Review by Frank Plowright
Much has changed with Wild 7. They’re a bunch of former criminals with special skills recruited to become an elite motorcycle police unit able to deal with seemingly untouchable criminals as they see fit, but overseen by Commander Kusanami. The rug was pulled during The Biker Knights Incident. Mikiya Mochizuki revealed the reasons for furtive behaviour and inexplicable decisions, but the cost of justice was the Wild 7 all resigning, enabling them to act to save lives.
Of all the team members the one we’ve learned least about so far is Don, the character blurb opening each paperback intriguingly describing him as the ex-head of the Japanese Mafia. So why would he forsake that position to become a member of Wild 7? Mochizuki provides that explanation as the opening chapter. After that there’s the problem of the Phantom Shogun, who’s been responsible for plane hijackings and foiled the police at every turn.

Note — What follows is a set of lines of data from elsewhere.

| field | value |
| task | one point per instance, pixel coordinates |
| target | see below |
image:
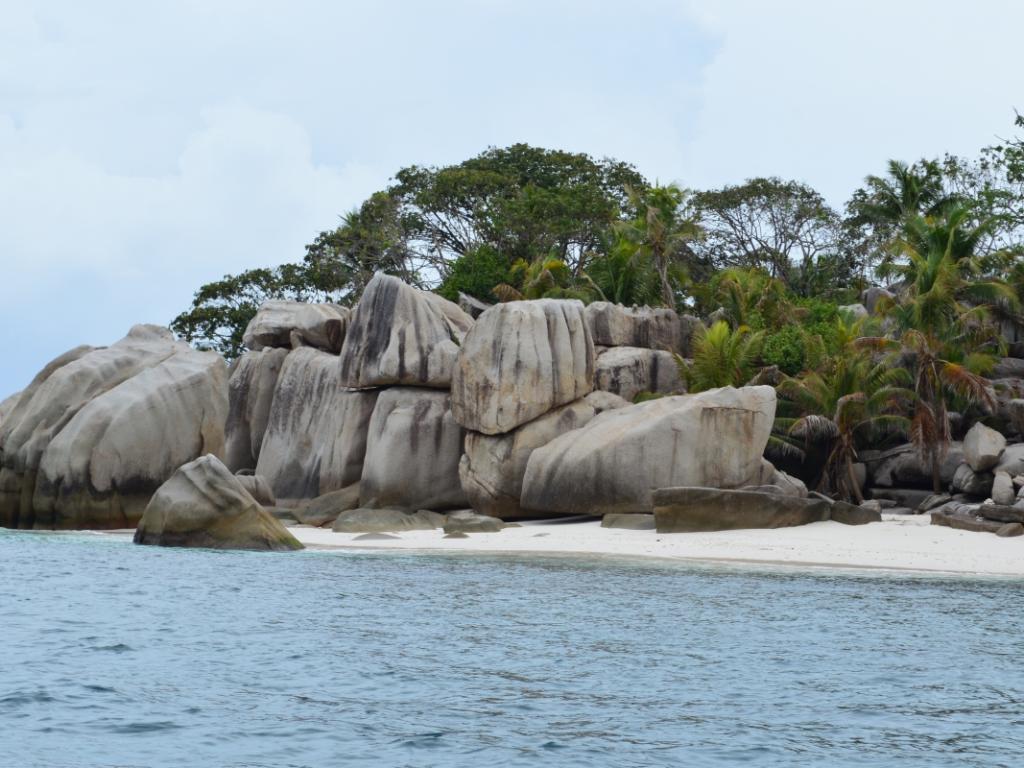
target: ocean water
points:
(122, 655)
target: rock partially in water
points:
(413, 452)
(698, 509)
(315, 439)
(364, 520)
(98, 431)
(399, 335)
(250, 394)
(493, 467)
(204, 505)
(521, 359)
(619, 459)
(296, 324)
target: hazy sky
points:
(146, 147)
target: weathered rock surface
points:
(258, 488)
(315, 438)
(327, 508)
(848, 514)
(250, 394)
(493, 467)
(468, 521)
(204, 505)
(521, 359)
(1003, 488)
(295, 324)
(99, 430)
(617, 326)
(386, 520)
(629, 371)
(902, 467)
(413, 452)
(680, 510)
(983, 446)
(635, 521)
(616, 461)
(974, 483)
(399, 335)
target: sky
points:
(146, 148)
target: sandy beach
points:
(899, 543)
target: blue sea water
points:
(122, 655)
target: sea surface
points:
(113, 654)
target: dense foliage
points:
(773, 270)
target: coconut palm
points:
(722, 357)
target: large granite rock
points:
(615, 462)
(250, 394)
(521, 359)
(617, 326)
(630, 371)
(413, 452)
(315, 438)
(296, 324)
(399, 335)
(493, 467)
(99, 430)
(204, 505)
(902, 467)
(983, 446)
(682, 510)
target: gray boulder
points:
(617, 460)
(617, 326)
(413, 452)
(258, 488)
(204, 505)
(983, 446)
(630, 371)
(327, 508)
(521, 359)
(493, 467)
(315, 438)
(399, 335)
(296, 324)
(683, 510)
(250, 394)
(386, 520)
(99, 430)
(968, 481)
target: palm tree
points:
(722, 357)
(851, 400)
(660, 229)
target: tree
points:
(722, 357)
(783, 227)
(659, 231)
(524, 202)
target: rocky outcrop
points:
(983, 446)
(616, 461)
(630, 371)
(521, 359)
(387, 520)
(99, 430)
(617, 326)
(315, 438)
(399, 335)
(250, 394)
(493, 467)
(683, 510)
(413, 452)
(295, 324)
(204, 505)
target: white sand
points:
(899, 543)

It’s the kind of criminal the Wild 7 might be able to deal with, so it’s a shame they’ve been disbanded.
After the flat out action of the previous volume, Mochizuki spends more time on character moments here, Hiba smouldering as some smarmy high school student chats up Iko in the coffee bar. As the sample art shows, that leads to some very different looking scenes for Wild 7, and perhaps not what readers have come to expect. The design of that final panel, though, is exquisite, all the detail we’re accustomed to for the bike, accompanied by stunning use of shadow and silhouette, topped off with the round panel composition, but cut off to provide some edges. Against the possible romance, Mochizuki hangs the threat of a hijacked plane, but what can seven bikers do about that? After the way they’ve been betrayed, can they even trust Kusanami again?
Readers may also have their doubts that seven guys on bikes are going to have any effect when it comes to planes, and the truth is we don’t find out as that’s a battle for Part 2. Mochizuki sets way too much other stuff in motion, so the hijacking is merely the highest level of tension generator. It comes into its own in the final chapter, when Mochizuki takes a strange step into the real world politics of the 1970s. Japan doesn’t have a great relationship with other countries in the region, much to do with resentment over World War II atrocities, and Mochizuki has the hijacked plane land in a well armed country with which Japan has no diplomatic relations. That takes us into The Rule of Kidnapping Part 2.
The five chapters here form a step away from the content expected of Wild 7, with actual motorcycle action minimised. With the new emphasis on the romantic subplot, this is nearer the cinema action thriller, or at least the opening act, still very good and wonderfully drawn, but different. How good it is eventually depends on the conclusion.